LMI-Based Set-Membership Estimation of Uncertain Dynamic Systems Research and Application
|School||Changsha University of Science and Technology|
|Course||Control Theory and Control Engineering|
|Keywords||Set-membership Estimation Uncertain Systems Linear Matrix Inequality Semidefinite Programming Mobile Robot Localization|
In the case of the accurate system model and noise boundary, Fogel and Huang proposed the optimal bounded ellipsoid set-membership estimation. This algorithm is set to become a member of an important branch of state estimation theory. Typically, the use of various methods can only try to get the system model accurately reflects characteristic of the system, The error always exists between them. There are irreconcilable contradictions bewteen precision and complexity of the system. For this situation, large number of studies over a period of time as a prerequisite for the accurate system model, studied the problem that how to expression the uncertainty of the system through the state disturbance and measurement noise. In this hypothesis, the researchers made a lot of results. But suppose there can not make up their own shortcomings.In this thesis, semidefinite programming as the main framework, the new set-membership state estimation algorithm was proposed for the robust problem of uncertain system using Linear Matrix Inequality (LMI) constraints. First, the uncertainties structured are norm bounded and represented by linear fractional resprestation (LFR), so that the estimation of the relative situation is computed by robust filtering techniques.
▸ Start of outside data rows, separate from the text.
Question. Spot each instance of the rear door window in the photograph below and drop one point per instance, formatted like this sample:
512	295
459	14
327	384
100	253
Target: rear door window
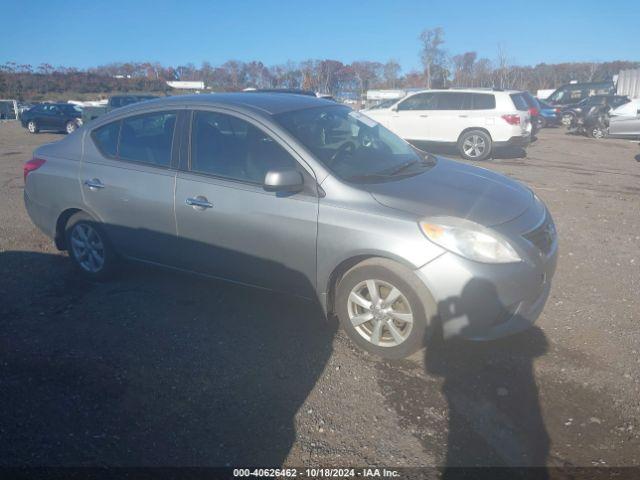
420	101
483	101
519	102
226	146
451	101
148	138
106	139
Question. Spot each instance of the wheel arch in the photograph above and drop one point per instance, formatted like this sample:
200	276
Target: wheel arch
61	223
471	129
344	266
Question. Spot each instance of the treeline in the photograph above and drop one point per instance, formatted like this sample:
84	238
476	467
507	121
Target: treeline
440	69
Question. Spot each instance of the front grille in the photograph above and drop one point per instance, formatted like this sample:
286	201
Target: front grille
543	236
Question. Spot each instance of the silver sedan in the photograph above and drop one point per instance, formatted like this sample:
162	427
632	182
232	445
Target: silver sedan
300	195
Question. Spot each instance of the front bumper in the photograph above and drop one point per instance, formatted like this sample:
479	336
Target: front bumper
482	301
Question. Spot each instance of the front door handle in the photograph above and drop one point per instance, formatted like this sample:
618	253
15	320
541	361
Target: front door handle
199	202
94	184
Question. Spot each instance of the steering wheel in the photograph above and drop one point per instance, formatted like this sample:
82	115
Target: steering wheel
344	148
Second, the proposed technique is based on a classical prediction/measurement update recursion which requires at each step the solution of a convex semidefinite optimization problem under LMI.For linear system, the main result is that a minimal confidence ellipsoid for the state, consistent with the measured output and the uncertainty description, may be recursively computed in polynomial time, using set-membership state estimation for convex optimization. For nonlinear system, the efficient scheme takes into explicit account the effects of nonlinearities via second-order information of Taylor formula, thus to improve the accuracy of estimation. From the actual needs, And then, replacing the traditional extended Kalman filter algorithm, LMI-based set-membership state estimation algorithm is applied to mobile robot location using odometer sensor and visual sensor. Simulation results demonstrate the effectiveness of the algorithm. Not only the system state estimation accuracy improved, but more significant is the greatly enhanced the robustness of the algorithm.